La réflexion sur le temps qui passe amène l’auteur à revenir sur des périodes révolues de sa vie, c’est pourquoi, nous allons analyser l’importance de la réminiscence dans tout l’extrait.

II. La réminiscence

Elle ne se commande pas, c’est un phénomène de mémoire involontaire, une restitution de souvenirs lors de la perception sensorielle d’un fait identique à un autre fait passé, ici en l’occurrence, la grive contribue à éveiller des souvenirs, des réminiscences. L’ouïe est sollicitée par l’oiseau, l’audition provoque la réminiscence. Chateaubriand emploie une périphrase qui la traduit, « ce son magique » pour dire le chant qui fait renaître les sentiments oubliés, passé, « transporté subtilement dans le passé ». La réminiscence est donc supérieure aux souvenirs volontaires puisqu’elle donne la sensation de revivre le passé et de se retrouver le même quarante ans plus tard. Cependant ce qui revient n’est autre qu’un sentiment de tristesse que l’écrivain a déjà ressenti à l’époque où son désir de bonheur était insatisfait. Nous pouvons mettre en avant la tristesse de Montboisier due à la connaissance plus approfondie de la vie et au désenchantement de l’adulte. L’auteur n’attend plus rien de l’existence et ce sentiment est courant, mal du siècle. Il souhaite malgré tout dépassé ce constat si sombre d’une vie qui se termine, ce qui le pousse à écrire.
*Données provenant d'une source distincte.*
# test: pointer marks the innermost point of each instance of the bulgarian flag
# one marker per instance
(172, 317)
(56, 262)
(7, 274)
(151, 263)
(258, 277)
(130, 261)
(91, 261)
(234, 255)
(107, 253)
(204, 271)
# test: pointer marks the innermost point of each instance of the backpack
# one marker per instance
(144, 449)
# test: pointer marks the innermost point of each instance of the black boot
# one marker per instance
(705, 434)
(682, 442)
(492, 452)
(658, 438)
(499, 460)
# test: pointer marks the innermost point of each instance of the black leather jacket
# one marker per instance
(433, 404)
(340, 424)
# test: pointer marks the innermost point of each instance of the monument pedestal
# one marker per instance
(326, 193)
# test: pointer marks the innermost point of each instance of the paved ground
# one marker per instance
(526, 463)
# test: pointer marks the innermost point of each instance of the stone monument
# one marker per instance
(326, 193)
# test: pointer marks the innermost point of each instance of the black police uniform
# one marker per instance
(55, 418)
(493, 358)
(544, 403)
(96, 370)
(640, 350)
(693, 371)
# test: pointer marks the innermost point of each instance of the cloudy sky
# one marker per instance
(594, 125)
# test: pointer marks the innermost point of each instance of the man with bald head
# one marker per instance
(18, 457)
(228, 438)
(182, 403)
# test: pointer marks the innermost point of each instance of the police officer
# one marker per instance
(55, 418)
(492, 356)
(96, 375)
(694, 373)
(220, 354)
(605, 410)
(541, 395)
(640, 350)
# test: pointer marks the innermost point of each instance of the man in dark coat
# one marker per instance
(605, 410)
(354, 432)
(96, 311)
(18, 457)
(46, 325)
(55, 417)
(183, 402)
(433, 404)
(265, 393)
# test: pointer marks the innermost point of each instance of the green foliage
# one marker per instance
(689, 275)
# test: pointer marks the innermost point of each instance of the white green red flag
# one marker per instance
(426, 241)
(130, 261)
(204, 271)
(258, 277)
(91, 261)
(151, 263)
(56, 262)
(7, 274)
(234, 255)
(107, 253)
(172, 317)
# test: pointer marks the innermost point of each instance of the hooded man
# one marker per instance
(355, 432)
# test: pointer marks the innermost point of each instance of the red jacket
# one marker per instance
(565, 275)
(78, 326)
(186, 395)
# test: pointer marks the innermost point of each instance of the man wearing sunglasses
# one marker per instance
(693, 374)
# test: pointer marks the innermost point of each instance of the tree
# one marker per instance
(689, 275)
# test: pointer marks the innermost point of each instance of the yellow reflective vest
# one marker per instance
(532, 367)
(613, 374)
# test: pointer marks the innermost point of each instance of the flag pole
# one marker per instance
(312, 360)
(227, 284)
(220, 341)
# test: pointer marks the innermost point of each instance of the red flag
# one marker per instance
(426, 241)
Au-delà de toutes les prises de conscience relatives aux déceptions et aux échecs, l’écrivain tente par l’intermédiaire de l’écriture de remédier à toutes les formes de son désenchantement et à ses angoisses existentielles.

III. Mémoires au sens de remède au désabusement et à l’angoisse

L’auteur tente de dépasser son pessimisme qui marque la fin de sa vie. Au contraire ses expériences vont l’inciter à écrire se mémoires afin de faire revivre ses instants de bonheur. Il leur donne ainsi une immortalité littéraire. Finalement, le chant de la grive est une expérience heureuse malgré tout puisqu’il fait renaître le passé par morceaux, cela va devenir la matière même du livre. L’écriture au sens d’écriture autobiographique lui permet de canaliser ses angoisses et devient une solution aux problèmes existentiels divers. Son désenchantement se voit de la sorte surmonté par le désir d’achever ses mémoires avant sa mort ce qui lui donne un but, ainsi que le suggère la métaphore filée finale, « hâtons-nous… disparaître ».

Conclusion

Cet extrait nous permet de comprendre qu’il écrit pour conjurer l’angoisse de la mort dans une période de douleur morale. Il ne perd pas de vue son objectif principal qui est de triompher de la mort grâce à la gloire littéraire qui lui donnera une éternité. Nous touchons à ce stade de la réflexion aux fonctions possibles de l’écriture, elle a en effet, une fonction libératrice, cathartique au sens fort du terme. L’écriture autobiographique libère des maux par les mots.